Soldiers stand guard in Beirut on Sunday on the fringe of a protest against the involvement of Hezbollah in fighting in Syria.

Story highlights

Option party head says member was killed outside Iranian embassy

State media says local men confronted the demonstrators

Hezbollah is supported by Iran, Syria

Lebanese government has quietly backed government in Syrian civil war

Beirut, Lebanon CNN  — 

A protest outside the Iranian embassy in Beirut turned deadly Sunday, the leader of a Lebanese political party said.

Ahmed Assad, who heads the Option party – which opposes Hezbollah and the Syrian government – told reporters one man from his group was shot in the stomach and died.

“They killed him to silence his freedom of speech,” he said.

Members of the group were protesting what they called Iranian intervention in Syria when some of its members were attacked, a spokesman said. He said two other people were hurt.

The National News Agency reported demonstrators were confronted by “some young men in the area.”

U.N.: Nearly half of Syria’s populace will need aid

The neighborhood is a primarily pro-Hezbollah area.

CNN staffers saw a heavy presence of Lebanese security forces outside the embassy. Soldiers had cleared the area and media members were being kept away from the scene.

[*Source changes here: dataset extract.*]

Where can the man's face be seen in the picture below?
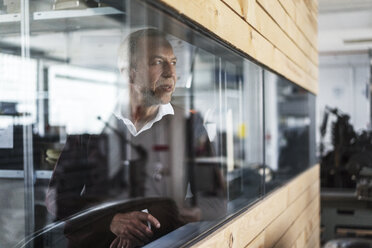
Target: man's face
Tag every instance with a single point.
(154, 75)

Syrian dissidents have said Hezbollah, the powerful Lebanese Shiite militia backed by Iran and the Syrian government, has sent fighters to the conflict. Hezbollah recently teamed with government forces during a pitched battle for the Syrian town of the border city of Qusayr, members of the Syrian opposition said.

The Lebanese government has remained officially neutral in the conflict – even as it has firmly, but quietly, supported Syrian President Bashar al-Assad.